A small point of mass m is placed at a distance 2R from the centre ‘O’ of a big uniform solid sphere of mass M and radius R. The gravitational force on ‘m’ due to M is F₁. A spherical part of radius R/3 is removed from the big sphere as shown in the figure and the gravitational force on m due to
remaining part of M is found to be F₂. The value of ratio F₁ : F₂ is

To determine the ratio $F_1 : F_2$, we analyze the gravitational force acting on the mass $m$ before and after removing the smaller spherical part.

Step 1: Gravitational Force Before Removing the Small Sphere

The force $F_1$ is due to the entire sphere of mass $M$ and radius $R$, and the mass $m$ is located at a distance $2R$ from the center.

The gravitational force due to a sphere acts as if the entire mass were concentrated at the center:

$$F_1 = \frac{G M m}{(2R)^2}$$

 $$F_1 = \frac{G M m}{4R^2}$$

Step 2: Gravitational Effect of the Removed Sphere

The removed sphere has a radius of $R/3$. The mass of a sphere is proportional to the volume, so the mass $M'$ of the removed part is:

$$M' = M \times \left(\frac{\text{volume of removed sphere}}{\text{volume of original sphere}}\right)$$

 $$M' = M \times \left(\frac{\frac{4}{3} \pi (R/3)^3}{\frac{4}{3} \pi R^3}\right)$$ 

$$M' = M \times \left(\frac{1}{27}\right) = \frac{M}{27}$$

Now, we calculate the gravitational force $F'$ due to this removed sphere on $m$. The center of the removed sphere was at a distance $R$ from the center of the big sphere.

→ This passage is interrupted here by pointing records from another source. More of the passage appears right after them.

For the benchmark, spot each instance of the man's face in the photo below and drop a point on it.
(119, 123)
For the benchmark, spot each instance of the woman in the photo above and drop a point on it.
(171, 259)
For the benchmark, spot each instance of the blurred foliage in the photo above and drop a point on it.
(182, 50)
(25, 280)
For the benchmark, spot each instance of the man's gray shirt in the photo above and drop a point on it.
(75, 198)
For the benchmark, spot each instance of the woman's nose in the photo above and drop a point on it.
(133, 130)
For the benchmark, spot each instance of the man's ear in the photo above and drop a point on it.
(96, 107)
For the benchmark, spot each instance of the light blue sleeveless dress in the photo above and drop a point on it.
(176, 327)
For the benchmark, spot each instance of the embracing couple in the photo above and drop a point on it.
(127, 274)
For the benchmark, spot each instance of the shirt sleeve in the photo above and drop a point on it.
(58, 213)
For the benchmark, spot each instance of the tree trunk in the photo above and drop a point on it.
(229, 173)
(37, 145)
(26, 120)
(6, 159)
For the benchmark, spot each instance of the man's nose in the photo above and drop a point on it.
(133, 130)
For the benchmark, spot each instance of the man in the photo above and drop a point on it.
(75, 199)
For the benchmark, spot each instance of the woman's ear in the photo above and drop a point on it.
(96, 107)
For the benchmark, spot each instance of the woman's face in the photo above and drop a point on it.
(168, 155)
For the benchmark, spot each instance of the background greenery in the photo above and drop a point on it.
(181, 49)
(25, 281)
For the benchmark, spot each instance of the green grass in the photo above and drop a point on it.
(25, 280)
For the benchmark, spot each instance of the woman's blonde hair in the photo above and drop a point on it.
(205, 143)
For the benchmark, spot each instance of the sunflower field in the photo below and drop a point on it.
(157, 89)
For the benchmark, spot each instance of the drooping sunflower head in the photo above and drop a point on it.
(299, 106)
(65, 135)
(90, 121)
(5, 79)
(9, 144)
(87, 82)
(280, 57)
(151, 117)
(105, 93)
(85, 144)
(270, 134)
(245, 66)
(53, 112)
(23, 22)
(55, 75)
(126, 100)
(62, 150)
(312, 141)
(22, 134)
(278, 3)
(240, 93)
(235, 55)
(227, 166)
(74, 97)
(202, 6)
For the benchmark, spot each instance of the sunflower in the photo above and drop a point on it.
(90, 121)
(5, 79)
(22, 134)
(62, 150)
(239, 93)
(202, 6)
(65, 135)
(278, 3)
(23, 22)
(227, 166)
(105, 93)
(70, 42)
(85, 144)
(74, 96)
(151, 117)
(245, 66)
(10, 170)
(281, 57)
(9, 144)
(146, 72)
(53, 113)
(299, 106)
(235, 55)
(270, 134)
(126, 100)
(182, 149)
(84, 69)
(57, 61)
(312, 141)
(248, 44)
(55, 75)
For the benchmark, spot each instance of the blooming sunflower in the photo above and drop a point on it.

The force due to this removed mass at $2R$ is:

$F^{\text{'}}=\frac{G{M}^{\text{'}}m}{(R+{\displaystyle \frac{R}{3}}{)}^2}=\frac{G\left(M\mathrm{/}27\right)m}{{\displaystyle \frac{16}{9}}{R}^2}$

 $F^{\text{'}}=\frac{GMm}{48R^2}$

Step 3: Gravitational Force After Removing the Small Sphere

By the superposition principle, the net force $F_2$ due to the remaining part is:

$$F_2 = F_1 - F'$$

 $F_2=\frac{GMm}{4R^2}-\frac{GMm}{48R^2}$

 $F_2=\frac{44}{4\times 48}\times \frac{GMm}{R^2}$

Since $F_1=\frac{GMm}{4R^2}$, the ratio $F_1 : F_2$ is:

$F_1:F_2=\frac{4\times 48}{4\times 44}=\frac{12}{11}$